Soo also sang the pained and painful Burn, her hit solo from Hamilton, but included as well from that show the song sung by Aaron Burr to his daughter, Dear Theodosia. Since Goldsberry and Soo were somewhat last-minute replacements at this concert for Leslie Odom, who played Burr in Hamilton on Broadway, this inclusion was apt, and also beautifully rendered in Soo’s limpid soprano. Soo also delivered a wonderfully reverberant rendition of Children Will Listen from Sondheim’s Into The Woods (1987).
Deftly articulate and capable, Steven Walker joined the Pops to accompany Goldsberry and Soo on both electric and acoustic guitars and appeared to have a great time doing so.
The concert opened with the lovely tribute To Lenny! To Lenny! by John Williams, replete with a sequential montage of stills of Bernstein projected above the orchestra. The charged and articulate overture to Candide by Bernstein followed, led briskly and efficiently by Keith Lockhart and executed with striking precision by the orchestra.
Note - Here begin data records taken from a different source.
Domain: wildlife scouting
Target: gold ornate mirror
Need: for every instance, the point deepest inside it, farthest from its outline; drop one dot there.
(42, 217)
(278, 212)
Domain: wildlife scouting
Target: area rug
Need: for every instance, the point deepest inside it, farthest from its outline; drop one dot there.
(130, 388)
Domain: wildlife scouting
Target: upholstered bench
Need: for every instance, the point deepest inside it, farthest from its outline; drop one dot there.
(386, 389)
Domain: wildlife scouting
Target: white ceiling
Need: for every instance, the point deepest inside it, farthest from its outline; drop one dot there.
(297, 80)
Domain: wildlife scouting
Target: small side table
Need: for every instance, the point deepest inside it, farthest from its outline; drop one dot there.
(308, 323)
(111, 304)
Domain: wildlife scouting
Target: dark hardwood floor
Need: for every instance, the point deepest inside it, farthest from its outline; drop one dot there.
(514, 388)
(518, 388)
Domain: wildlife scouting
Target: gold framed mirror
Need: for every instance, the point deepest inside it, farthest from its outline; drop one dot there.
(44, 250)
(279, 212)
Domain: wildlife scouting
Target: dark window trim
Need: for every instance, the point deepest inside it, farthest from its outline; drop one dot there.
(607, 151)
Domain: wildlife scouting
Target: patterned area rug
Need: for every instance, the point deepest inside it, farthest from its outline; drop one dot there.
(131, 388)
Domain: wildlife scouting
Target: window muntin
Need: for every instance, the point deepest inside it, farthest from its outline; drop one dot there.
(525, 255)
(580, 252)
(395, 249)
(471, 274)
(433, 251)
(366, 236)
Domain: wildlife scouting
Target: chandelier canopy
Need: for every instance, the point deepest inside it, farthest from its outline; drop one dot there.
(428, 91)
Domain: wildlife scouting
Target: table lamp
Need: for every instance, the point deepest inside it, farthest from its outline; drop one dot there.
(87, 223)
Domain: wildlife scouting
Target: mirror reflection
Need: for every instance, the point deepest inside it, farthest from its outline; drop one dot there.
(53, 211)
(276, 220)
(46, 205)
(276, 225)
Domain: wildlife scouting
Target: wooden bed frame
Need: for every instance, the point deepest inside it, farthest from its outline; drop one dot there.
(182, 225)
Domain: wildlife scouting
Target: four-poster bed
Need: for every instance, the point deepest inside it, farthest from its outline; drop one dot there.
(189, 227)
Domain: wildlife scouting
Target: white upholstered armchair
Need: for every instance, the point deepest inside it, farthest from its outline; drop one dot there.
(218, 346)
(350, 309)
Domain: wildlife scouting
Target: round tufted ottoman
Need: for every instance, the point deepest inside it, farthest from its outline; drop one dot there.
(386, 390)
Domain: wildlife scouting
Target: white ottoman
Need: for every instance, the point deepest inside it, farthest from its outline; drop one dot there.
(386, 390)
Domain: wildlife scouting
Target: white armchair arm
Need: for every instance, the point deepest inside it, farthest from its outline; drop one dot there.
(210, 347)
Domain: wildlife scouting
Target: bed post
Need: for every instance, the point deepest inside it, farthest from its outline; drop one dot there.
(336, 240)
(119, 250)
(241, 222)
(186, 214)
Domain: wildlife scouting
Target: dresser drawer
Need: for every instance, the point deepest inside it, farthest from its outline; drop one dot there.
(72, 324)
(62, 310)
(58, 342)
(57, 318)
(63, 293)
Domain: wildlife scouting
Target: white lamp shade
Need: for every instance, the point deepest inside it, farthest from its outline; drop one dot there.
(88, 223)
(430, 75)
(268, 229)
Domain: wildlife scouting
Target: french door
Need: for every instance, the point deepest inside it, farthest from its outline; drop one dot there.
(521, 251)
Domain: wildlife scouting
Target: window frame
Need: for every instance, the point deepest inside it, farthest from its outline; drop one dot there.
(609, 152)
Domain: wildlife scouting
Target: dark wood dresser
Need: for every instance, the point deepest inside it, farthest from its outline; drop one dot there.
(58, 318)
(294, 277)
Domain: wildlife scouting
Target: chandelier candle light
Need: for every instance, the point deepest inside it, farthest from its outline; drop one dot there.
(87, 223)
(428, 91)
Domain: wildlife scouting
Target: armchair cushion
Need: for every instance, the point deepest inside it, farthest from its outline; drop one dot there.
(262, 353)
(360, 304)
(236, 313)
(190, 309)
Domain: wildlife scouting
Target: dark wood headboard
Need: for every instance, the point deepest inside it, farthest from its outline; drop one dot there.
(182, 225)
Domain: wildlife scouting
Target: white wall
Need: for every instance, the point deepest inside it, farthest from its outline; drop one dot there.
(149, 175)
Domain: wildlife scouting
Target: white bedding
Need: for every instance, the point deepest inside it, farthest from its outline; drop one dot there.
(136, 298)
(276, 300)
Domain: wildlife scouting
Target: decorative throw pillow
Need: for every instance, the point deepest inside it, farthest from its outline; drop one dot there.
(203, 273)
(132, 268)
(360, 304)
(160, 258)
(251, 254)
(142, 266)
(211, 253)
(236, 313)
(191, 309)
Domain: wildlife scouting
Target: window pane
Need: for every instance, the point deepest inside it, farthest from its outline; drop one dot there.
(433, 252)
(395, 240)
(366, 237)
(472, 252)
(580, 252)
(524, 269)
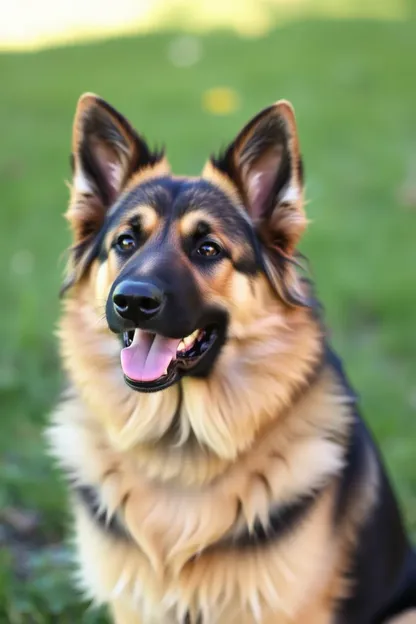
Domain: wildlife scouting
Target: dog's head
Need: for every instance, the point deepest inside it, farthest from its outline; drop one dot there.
(183, 266)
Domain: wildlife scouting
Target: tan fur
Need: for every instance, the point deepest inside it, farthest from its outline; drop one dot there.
(187, 470)
(178, 499)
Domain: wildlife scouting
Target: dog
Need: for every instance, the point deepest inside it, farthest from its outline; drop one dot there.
(217, 465)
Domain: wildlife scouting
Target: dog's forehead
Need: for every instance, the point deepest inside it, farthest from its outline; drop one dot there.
(174, 198)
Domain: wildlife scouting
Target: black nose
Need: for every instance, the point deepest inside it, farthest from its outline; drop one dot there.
(137, 301)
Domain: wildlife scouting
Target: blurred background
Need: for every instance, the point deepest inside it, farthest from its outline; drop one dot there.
(189, 73)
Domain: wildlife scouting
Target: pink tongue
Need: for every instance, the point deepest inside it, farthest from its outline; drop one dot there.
(148, 357)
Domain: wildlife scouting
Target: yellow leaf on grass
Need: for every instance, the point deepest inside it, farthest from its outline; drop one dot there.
(220, 101)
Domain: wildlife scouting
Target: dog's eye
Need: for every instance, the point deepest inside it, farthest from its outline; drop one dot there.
(125, 243)
(209, 249)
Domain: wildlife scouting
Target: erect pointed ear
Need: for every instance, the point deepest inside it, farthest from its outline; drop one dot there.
(264, 163)
(106, 151)
(265, 166)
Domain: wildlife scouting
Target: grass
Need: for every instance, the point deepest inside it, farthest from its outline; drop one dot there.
(351, 85)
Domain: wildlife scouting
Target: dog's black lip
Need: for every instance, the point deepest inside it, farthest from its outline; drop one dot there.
(178, 368)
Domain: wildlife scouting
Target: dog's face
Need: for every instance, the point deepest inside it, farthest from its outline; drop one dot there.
(183, 263)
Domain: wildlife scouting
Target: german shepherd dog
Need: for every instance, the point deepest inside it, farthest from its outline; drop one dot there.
(221, 473)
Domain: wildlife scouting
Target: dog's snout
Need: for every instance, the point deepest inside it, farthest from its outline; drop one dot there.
(137, 301)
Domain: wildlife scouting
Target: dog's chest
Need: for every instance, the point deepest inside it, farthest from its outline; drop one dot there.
(274, 583)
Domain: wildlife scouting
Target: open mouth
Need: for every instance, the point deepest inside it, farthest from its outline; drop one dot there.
(153, 362)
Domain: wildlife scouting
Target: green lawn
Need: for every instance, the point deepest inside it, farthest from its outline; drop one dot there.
(353, 86)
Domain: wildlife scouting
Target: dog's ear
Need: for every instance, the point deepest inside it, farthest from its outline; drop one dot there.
(106, 150)
(264, 163)
(265, 166)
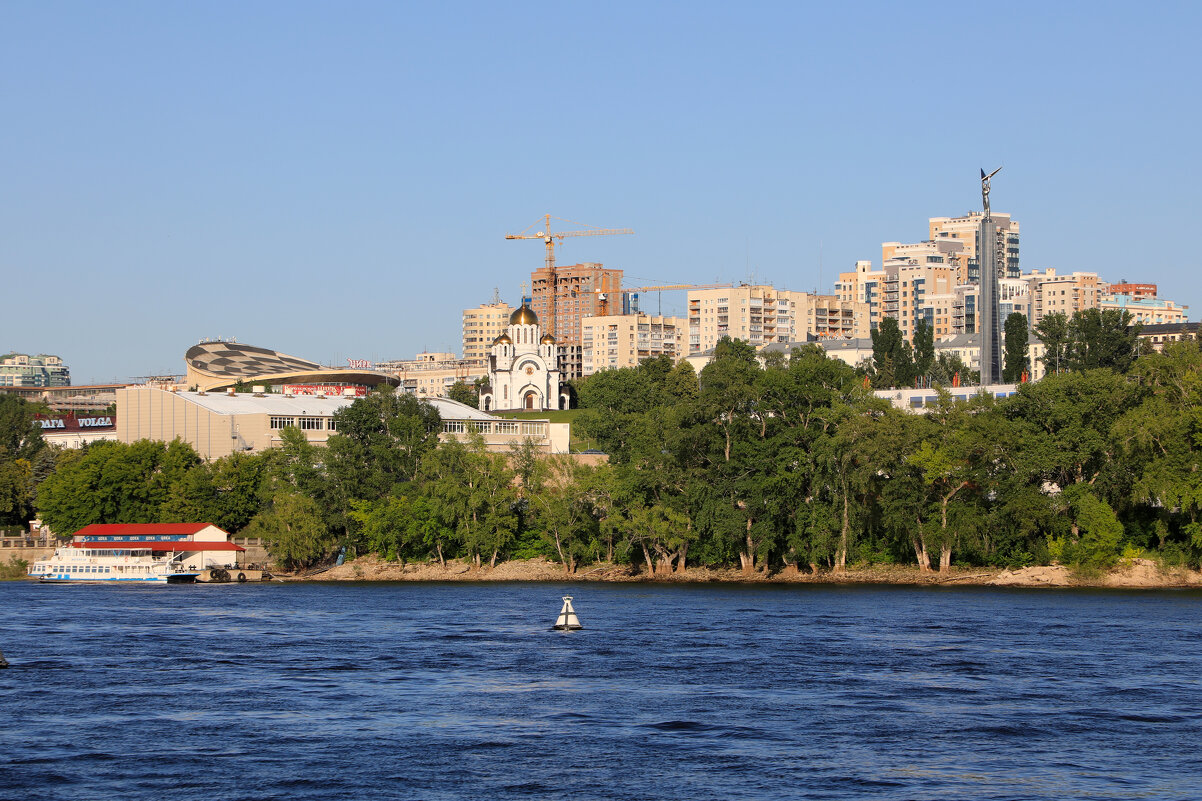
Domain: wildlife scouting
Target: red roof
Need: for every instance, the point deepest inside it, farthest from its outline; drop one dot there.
(126, 529)
(188, 545)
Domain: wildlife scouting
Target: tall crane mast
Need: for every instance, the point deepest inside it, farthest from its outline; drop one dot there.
(557, 237)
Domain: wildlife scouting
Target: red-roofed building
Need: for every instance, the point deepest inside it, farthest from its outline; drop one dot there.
(202, 545)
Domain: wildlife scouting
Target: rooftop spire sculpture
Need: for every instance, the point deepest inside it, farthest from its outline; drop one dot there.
(985, 189)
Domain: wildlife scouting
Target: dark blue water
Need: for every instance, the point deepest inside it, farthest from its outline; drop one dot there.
(460, 692)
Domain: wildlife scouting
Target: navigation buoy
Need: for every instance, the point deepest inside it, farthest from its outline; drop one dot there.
(567, 619)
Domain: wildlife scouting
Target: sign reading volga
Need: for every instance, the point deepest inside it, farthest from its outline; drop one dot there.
(77, 423)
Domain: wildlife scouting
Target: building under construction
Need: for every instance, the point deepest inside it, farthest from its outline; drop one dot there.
(564, 298)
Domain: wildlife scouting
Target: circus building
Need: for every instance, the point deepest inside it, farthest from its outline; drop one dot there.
(219, 365)
(241, 398)
(523, 368)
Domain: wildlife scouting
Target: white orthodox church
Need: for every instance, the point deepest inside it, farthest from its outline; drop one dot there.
(523, 368)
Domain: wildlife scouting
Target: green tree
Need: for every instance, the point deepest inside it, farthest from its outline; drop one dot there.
(923, 348)
(1016, 362)
(21, 437)
(295, 532)
(114, 482)
(380, 444)
(227, 492)
(1053, 332)
(1102, 338)
(892, 356)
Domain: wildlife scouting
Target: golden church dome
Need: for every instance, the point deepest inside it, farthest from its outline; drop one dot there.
(523, 316)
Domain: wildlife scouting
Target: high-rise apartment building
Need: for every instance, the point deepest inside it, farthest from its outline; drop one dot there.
(481, 326)
(584, 290)
(762, 315)
(22, 369)
(1064, 294)
(1144, 309)
(625, 339)
(964, 230)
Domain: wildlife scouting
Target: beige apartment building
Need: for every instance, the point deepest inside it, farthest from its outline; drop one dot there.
(762, 315)
(481, 326)
(430, 375)
(963, 230)
(1143, 304)
(625, 339)
(1064, 294)
(866, 284)
(584, 290)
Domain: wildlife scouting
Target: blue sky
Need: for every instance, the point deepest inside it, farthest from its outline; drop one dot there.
(335, 179)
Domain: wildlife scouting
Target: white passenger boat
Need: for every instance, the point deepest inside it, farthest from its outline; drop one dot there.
(82, 563)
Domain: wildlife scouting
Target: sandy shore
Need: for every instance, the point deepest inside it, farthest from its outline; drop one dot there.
(1140, 574)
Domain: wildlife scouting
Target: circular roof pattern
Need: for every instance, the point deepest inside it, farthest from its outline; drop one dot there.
(214, 365)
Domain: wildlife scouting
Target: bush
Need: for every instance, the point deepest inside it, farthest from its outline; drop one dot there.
(13, 569)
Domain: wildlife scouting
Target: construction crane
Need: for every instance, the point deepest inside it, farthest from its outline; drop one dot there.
(551, 238)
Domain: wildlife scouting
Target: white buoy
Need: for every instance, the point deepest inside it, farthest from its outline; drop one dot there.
(567, 619)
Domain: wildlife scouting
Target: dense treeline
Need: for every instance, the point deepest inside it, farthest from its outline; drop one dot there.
(791, 464)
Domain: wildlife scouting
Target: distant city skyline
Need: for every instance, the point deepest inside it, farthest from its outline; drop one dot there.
(337, 182)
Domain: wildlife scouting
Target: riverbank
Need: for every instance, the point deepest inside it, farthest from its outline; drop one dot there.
(1140, 574)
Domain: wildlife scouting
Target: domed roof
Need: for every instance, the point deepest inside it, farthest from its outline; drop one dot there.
(523, 316)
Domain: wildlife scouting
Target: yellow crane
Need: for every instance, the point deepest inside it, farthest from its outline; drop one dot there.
(557, 237)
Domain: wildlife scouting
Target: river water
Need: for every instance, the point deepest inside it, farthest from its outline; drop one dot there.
(460, 690)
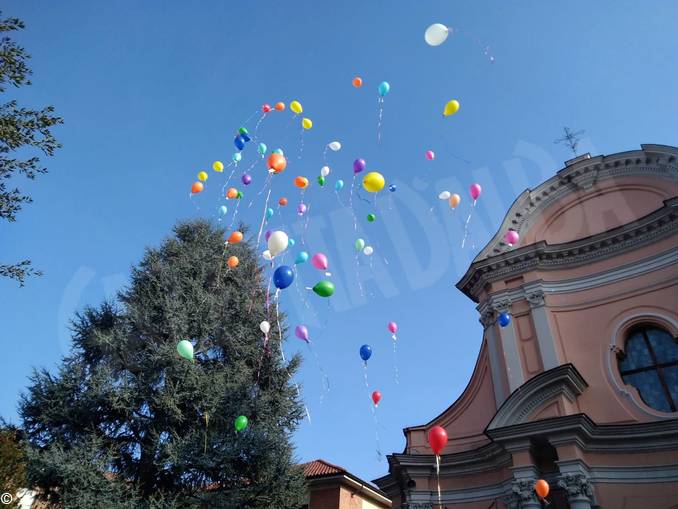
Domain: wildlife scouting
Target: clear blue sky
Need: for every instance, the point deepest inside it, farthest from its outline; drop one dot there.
(152, 92)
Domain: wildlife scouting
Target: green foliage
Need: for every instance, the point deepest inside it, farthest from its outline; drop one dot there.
(125, 402)
(22, 131)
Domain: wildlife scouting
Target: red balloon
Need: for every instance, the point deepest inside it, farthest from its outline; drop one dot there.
(437, 439)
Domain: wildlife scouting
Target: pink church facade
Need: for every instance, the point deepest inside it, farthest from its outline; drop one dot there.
(581, 387)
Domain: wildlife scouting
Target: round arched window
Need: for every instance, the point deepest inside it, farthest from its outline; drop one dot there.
(650, 364)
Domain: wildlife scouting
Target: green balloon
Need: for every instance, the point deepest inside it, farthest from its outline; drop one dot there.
(185, 349)
(241, 423)
(324, 288)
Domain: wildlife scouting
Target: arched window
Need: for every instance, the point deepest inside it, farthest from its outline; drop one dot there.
(650, 364)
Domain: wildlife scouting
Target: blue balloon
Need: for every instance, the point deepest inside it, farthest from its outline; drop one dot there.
(283, 277)
(302, 257)
(504, 319)
(365, 352)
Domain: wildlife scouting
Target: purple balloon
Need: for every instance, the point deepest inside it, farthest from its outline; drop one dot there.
(302, 332)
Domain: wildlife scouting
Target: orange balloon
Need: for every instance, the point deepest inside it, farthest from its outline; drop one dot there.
(542, 488)
(277, 162)
(235, 237)
(301, 182)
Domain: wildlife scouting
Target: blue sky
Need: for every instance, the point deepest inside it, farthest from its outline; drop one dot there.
(152, 92)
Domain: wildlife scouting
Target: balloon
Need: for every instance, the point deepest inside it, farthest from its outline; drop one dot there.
(324, 288)
(511, 237)
(277, 242)
(451, 108)
(301, 182)
(302, 257)
(319, 261)
(373, 182)
(239, 142)
(241, 423)
(235, 237)
(295, 106)
(437, 439)
(301, 332)
(277, 162)
(283, 277)
(436, 34)
(185, 349)
(475, 191)
(541, 487)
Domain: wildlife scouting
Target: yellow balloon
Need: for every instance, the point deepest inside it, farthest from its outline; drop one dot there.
(451, 108)
(373, 182)
(295, 106)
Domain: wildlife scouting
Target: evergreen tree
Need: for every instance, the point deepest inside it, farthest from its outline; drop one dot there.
(126, 422)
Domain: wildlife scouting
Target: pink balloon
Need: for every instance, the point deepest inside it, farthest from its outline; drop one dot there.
(319, 261)
(475, 191)
(301, 332)
(511, 237)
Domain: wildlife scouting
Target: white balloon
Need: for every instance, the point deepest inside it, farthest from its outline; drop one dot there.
(436, 34)
(277, 242)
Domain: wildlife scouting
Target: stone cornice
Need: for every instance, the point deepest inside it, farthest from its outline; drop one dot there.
(655, 226)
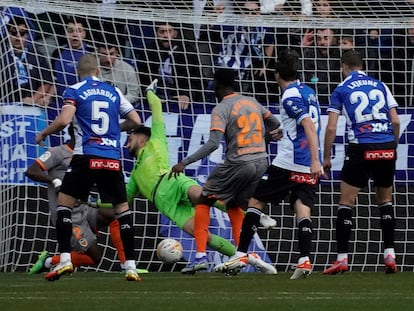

Calling forth Love Theme and Finale from Bernstein’s only film score, to On The Waterfront (1954), Lockhart extracted exquisite solos from horn and flute while enabling the rambling piano to reverberate against the hauntingly searching strings. The final section was embellished by the vibes and followed by muted brass evoking the elongated sense of tragedy implicit in the piece, ending with a poignant dissonance.
A very fun and excellently complied video montage by Susan Dangel and Dick Bartlett of an array of celebrated film dance numbers accompanied Mambo from West Side Story, followed by an instrumental adaptation of Simple Song from Bernstein’s Mass and a compilation of numbers from On The Town and West Side Story. Lockhart and the Pops are well known for their capacity to play in perfect synchrony with fireworks displays on July 4th, but the accuracy of their coordination with the video compilations, particularly the Mambo one, along with their pointedly crisp delivery, was striking.